Is an Accused Serbian War Criminal Shopping Around a Modigliani?
by ARTINFO
Published: January 3, 2011
Last week, Serbian police discovered an art cache including a photograph of a work by Italian artist Amedeo Modigliani in the home of one of fugitive alleged war criminal Goran Hadzic's friends while searching the residence for clues to Hadzic's whereabouts, the AP reports. Prosecutors now say that they believe that the photograph depicts a Modigliani artwork that Hadzic — whom the United Nations has accused of committing atrocities while acting as the separatist leader of the ethnic Serb redoubt Srpska Krajina during the Bosnian War — attempted to sell in order to support his life in hiding.
Serbia's war crimes prosecutor estimates that the work, whose title has not been made public, is worth more than €1 million ($1.3 million). Other Modigliani paintings, however, have recently sold at auction for much more than that: in November, for instance, a 1917 work titled "Nude Sitting on a Divan (The Beautiful Roman Woman)" was hammered for $68.9 million, setting an artist record.

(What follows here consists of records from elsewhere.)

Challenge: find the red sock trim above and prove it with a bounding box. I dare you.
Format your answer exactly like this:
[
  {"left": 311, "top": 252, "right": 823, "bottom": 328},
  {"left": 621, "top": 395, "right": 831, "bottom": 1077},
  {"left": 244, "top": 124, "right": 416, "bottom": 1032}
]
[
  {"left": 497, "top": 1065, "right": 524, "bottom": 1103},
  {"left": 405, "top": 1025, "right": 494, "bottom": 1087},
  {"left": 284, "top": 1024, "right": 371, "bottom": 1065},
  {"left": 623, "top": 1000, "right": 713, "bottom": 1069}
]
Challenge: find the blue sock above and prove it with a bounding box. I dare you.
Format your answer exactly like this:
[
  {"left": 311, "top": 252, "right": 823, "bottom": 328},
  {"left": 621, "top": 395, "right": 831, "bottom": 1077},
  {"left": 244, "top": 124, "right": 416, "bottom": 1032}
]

Serbia's inability to arrest Hadzic (who has been at large since 2004 and faces 14 counts of war crimes and crimes against humanity) and Ratko
Mladic, the former chief of staff of the Bosnian Serb Army (who was accused by the UN in 1995 of genocide, crimes against humanity, and various war crimes) has delayed the country's effort to join the European Union. These two men are the final suspects wanted from Serbia by the United Nations War Crimes Tribunal in The Hague, according to the New York Times.